The bus-only lane originally proposed would run just shy of nine miles from MacArthur Park to Centinela Avenue in West L.A. But the cities of Santa Monica and Beverly Hills are not participating, and a one-mile stretch of Wilshire in Westwood is also exempt.

That bugs City Councilman Bill Rosendahl. "Right now, with the splintered and fragmented Westside, it even makes it more congested in my district and it saves no time for bus riders or cars. It’s a disaster."

He wants a continuous bus-only lane from downtown to the ocean. But he knows it can’t happen without Santa Monica and Beverly Hills. So Rosendahl proposed studying an uninterrupted five–and-a-half-mile stretch that ends at San Vicente Boulevard.

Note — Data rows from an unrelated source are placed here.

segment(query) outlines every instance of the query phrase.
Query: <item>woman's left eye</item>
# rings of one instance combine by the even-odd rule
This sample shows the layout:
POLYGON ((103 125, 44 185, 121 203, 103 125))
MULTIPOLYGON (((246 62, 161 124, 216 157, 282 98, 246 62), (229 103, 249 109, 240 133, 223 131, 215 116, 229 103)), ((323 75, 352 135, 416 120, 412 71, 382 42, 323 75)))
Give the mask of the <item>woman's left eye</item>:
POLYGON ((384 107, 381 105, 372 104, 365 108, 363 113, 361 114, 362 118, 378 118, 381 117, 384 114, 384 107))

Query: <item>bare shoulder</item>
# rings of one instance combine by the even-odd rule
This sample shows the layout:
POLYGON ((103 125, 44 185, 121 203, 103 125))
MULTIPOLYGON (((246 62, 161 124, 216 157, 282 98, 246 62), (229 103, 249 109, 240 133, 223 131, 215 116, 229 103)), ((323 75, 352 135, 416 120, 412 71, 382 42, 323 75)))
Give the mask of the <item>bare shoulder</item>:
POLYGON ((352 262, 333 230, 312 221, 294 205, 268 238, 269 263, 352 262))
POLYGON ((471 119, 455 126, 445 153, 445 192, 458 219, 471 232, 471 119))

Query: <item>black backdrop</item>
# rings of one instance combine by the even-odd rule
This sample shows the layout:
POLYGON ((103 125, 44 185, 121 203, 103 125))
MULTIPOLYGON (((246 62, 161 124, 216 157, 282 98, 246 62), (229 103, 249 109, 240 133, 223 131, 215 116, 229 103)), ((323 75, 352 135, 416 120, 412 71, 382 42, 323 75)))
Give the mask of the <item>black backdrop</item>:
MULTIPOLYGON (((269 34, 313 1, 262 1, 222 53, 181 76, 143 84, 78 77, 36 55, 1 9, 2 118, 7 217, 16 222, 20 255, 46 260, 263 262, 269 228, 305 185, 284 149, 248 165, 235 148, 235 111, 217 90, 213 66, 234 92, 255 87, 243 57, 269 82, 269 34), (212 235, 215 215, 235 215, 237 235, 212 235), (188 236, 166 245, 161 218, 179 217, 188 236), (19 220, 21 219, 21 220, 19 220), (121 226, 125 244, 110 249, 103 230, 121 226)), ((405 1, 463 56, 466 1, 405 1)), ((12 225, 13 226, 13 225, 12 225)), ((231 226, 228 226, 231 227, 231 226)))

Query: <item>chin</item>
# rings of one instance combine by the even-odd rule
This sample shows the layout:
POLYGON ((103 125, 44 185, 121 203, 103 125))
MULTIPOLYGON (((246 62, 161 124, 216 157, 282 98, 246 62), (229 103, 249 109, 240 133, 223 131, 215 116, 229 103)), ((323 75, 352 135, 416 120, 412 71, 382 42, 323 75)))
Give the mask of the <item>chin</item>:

"Who are gonna use this?" said City Councilman Richard Alarcon. "Working class folks who need to get down Wilshire Boulevard." Alarcon argued that L.A. should proceed with the original eight-plus-mile plan – and let the other two cities catch up.

"Stay the course," said Alarcon, "so that the people of Pico Union can go wash babies in West L.A."

The Federal Transit Administration has pledged $23 million to the original project. Alarcon worried that if the bus lane shrinks, so will that federal contribution – when the city needs all the money it can get.